Author:  shacked [ Mon Sep 21, 2020 9:32 am ]
Post subject:  Re: HI' I'm new...and might be going nuts

Rather than staying awake and wondering why a few pellets nudged the target and didn't break it, what would keep me awake is wondering what in my technique is keeping me from consistently center punching that (or any) particular target presentation.

I recently struggled and had a slump with quartering targets and had to step back and do just that myself. I moved my hold point out to the 50yrd line (between my look point and break point) and just below the target line which solved my issues (my issue was swinging to far in front of the target due to my hold point being to close to the trap). This may or may not be what your issue is with quartering targets, but I do believe that you should focus on your technique rather than focusing on why a few pellets did not break the target.

Author:  bladesmith [ Mon Sep 21, 2020 10:22 am ]
Post subject:  Re: HI' I'm new...and might be going nuts

A bunch of BBs passing real close to a claybird will make it hop. As said, just learn to hit em. Just me, but on quartering targets I tend to lead them too much. Good luck.

Author:  Tidefanatic [ Mon Sep 21, 2020 10:33 am ]
Post subject:  Re: HI' I'm new...and might be going nuts

The sporting clays equivalent to feathering a bird in the actual hunting field. Also, I know that a dove will move in flight, even though not hit, in response to shot passing close by. I`ve missed enough to know!

Author:  hopper810 [ Mon Sep 21, 2020 10:55 am ]
Post subject:  Re: HI' I'm new...and might be going nuts

Tony,

When you go practice do you just "shoot a round" or do you go and just work on specific tragets that give you problems such as the one you mentioned? And is there someone who can help you on figuring out the whys of missing and just not the where?

And welcome to the madness :lol: :lol: {hs#

Author:  tonysays [ Mon Sep 21, 2020 12:37 pm ]
Post subject:  Re: HI' I'm new...and might be going nuts

Thanks for the tips guys. This phenomenon isn't a pattern that develops on a particular target per se, I see it only every now and then. Now of course I want to gain any advantage I can to apply shot feedback to revise a shot strategy for a better score but I don't want put the cart before the horse.

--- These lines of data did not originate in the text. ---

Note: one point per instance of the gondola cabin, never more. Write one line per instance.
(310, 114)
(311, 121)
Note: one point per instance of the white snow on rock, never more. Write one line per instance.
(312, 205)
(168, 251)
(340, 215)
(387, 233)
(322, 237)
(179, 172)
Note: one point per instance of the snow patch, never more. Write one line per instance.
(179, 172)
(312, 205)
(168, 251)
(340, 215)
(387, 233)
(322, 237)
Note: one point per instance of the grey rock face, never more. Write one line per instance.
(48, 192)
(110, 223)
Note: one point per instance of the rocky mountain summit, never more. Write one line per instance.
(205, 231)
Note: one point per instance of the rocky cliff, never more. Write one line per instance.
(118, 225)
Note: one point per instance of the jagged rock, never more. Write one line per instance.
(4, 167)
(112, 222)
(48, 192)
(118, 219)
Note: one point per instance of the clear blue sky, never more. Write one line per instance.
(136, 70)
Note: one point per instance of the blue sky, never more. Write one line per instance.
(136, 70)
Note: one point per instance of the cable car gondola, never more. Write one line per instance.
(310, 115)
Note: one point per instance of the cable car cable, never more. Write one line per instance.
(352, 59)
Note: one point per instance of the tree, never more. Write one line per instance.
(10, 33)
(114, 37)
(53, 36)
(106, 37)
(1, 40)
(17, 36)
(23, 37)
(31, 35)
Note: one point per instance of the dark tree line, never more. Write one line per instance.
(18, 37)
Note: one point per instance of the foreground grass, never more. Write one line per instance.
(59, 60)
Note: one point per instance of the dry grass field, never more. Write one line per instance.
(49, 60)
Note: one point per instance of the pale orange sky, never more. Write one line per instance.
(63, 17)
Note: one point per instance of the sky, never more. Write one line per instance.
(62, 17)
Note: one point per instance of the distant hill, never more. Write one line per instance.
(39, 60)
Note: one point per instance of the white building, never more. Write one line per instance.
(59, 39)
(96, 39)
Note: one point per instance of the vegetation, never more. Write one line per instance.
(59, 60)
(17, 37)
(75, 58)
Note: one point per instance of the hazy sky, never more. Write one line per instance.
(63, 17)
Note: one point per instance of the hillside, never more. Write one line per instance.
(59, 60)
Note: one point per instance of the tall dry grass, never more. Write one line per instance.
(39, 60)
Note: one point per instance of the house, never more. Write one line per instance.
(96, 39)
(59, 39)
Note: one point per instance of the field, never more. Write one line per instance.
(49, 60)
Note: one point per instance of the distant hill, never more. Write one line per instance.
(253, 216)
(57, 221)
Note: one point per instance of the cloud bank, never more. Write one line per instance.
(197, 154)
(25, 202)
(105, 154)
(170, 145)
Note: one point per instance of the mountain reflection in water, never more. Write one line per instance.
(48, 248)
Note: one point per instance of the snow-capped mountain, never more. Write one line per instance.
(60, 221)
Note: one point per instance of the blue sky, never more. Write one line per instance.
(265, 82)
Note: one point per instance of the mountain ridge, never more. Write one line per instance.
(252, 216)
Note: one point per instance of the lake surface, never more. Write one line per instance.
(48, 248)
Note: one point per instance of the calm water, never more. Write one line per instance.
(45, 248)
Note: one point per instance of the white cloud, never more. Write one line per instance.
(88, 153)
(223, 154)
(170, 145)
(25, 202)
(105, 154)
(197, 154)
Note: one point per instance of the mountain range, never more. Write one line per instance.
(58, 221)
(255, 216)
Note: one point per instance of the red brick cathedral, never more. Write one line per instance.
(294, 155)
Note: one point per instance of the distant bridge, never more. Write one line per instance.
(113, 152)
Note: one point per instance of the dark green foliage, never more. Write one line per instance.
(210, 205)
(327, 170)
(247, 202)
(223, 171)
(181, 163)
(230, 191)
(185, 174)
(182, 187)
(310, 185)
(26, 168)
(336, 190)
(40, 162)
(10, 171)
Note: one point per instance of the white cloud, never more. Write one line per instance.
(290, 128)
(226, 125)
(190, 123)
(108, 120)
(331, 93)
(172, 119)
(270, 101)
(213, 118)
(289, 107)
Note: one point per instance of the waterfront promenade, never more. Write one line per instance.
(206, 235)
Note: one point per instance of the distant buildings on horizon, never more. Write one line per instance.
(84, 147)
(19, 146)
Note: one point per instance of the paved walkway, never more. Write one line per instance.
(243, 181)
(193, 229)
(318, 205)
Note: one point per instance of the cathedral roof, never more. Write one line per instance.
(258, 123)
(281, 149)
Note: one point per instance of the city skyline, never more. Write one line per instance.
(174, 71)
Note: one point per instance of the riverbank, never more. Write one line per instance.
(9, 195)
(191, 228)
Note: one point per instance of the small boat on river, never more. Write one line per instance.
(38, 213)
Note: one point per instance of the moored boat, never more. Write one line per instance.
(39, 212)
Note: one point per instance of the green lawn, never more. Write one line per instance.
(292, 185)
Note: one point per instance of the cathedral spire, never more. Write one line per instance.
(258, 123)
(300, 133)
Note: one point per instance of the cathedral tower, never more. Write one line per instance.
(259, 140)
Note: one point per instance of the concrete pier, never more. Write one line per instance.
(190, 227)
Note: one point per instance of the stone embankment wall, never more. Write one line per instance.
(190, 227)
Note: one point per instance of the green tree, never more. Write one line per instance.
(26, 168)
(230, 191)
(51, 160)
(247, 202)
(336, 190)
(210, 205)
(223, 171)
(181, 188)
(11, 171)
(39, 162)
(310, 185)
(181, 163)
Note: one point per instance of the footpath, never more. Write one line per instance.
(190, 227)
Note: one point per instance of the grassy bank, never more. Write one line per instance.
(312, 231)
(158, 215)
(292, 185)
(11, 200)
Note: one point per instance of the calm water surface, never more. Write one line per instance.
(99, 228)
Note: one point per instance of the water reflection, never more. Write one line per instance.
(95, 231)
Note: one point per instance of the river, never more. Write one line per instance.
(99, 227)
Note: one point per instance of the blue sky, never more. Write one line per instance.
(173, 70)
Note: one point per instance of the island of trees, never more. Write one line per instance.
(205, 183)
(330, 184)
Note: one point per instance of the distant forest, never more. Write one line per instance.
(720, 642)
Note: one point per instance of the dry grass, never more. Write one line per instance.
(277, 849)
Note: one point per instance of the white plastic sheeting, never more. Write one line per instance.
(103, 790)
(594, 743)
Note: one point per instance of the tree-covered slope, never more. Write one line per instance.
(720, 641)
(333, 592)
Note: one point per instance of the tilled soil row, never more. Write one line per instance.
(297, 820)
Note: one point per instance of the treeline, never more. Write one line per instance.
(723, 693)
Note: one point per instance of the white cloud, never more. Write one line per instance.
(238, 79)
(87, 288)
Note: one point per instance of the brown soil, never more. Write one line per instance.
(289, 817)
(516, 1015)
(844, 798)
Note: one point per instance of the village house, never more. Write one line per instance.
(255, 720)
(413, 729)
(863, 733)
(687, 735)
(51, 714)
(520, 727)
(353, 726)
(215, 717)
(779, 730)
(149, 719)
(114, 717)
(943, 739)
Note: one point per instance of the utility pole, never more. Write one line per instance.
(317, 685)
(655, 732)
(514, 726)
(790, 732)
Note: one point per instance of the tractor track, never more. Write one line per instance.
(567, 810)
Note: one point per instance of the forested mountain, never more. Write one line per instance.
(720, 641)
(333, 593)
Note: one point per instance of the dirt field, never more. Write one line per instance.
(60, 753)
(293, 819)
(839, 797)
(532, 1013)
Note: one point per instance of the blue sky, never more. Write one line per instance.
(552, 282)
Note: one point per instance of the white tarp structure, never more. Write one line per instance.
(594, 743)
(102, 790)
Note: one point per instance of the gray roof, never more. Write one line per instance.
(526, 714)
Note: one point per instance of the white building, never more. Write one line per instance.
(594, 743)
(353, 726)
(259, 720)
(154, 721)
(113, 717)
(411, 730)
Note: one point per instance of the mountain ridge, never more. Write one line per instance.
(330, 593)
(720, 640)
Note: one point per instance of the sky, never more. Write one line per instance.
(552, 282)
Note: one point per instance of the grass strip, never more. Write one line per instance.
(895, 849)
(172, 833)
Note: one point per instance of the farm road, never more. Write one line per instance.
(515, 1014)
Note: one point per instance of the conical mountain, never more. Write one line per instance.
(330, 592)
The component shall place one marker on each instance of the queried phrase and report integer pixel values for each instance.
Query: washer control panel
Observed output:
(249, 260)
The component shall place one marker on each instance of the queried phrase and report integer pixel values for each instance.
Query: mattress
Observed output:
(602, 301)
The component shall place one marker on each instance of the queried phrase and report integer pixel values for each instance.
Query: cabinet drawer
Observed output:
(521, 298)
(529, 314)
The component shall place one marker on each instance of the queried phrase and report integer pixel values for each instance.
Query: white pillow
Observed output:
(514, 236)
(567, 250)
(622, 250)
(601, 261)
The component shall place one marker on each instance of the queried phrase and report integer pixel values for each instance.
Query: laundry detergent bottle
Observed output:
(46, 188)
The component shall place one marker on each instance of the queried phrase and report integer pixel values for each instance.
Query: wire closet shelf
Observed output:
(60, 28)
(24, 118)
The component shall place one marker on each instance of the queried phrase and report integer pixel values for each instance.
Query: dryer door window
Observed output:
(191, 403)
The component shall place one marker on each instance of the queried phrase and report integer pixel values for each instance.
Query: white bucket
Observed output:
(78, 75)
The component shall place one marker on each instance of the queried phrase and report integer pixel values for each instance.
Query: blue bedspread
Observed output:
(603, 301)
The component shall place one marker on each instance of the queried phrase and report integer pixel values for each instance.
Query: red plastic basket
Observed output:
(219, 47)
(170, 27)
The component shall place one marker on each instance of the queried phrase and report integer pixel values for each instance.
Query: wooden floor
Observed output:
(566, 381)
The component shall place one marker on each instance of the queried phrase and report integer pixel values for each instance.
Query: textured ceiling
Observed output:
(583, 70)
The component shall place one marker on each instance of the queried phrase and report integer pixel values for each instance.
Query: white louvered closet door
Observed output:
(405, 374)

I need to understand what I just saw and why before making any strategy revisions.

I will say this, I think it might have a lot to do with leads that are too generous and the phenomenon is cause by the target flying thru the turbulent wake of shot. I think this because I see this more from other peoples shots than mine and my shotkam suggests my missed shots are due to stingy leads.

Of lesser importance, I want to understand this in search of validation. My shooting buddy is annoyingly generous calling the "nudge" shots and wads as broken chunks as dead birds...both his shots and mine. As much as he likes to shoot, he likes to have pissy purse fights even more...privilege denied. HeHe.

Author:  lossking [ Mon Sep 21, 2020 1:45 pm ]
Post subject:  Re: HI' I'm new...and might be going nuts

I've seen clay targets get nudged, but not broken or chipped, numerous times. Whatever your buddy calls them, they're not dead birds. IMO, the most common cause is a failure to center the target in the pattern.

Author:  4th. down [ Mon Sep 21, 2020 4:46 pm ]
Post subject:  Re: HI' I'm new...and might be going nuts

Yes, the nudge can happen and does, and not just on quartering out tgts.

Play the clock face, smaller angle, smaller lead. Move your hold point out halfway between the trap or when you first see the tgt. and the break point. Hold on line, if the trap is visible watch the target come off the plate and when you see it close on the muzzle from a full mount, shoot it. On a deep quartering, you are going to need some lead, almost as much as a crosser if the same speed and distance. 3 things determine lead - angle, speed, and distance. You are on a great journey that can become addictive......enjoy.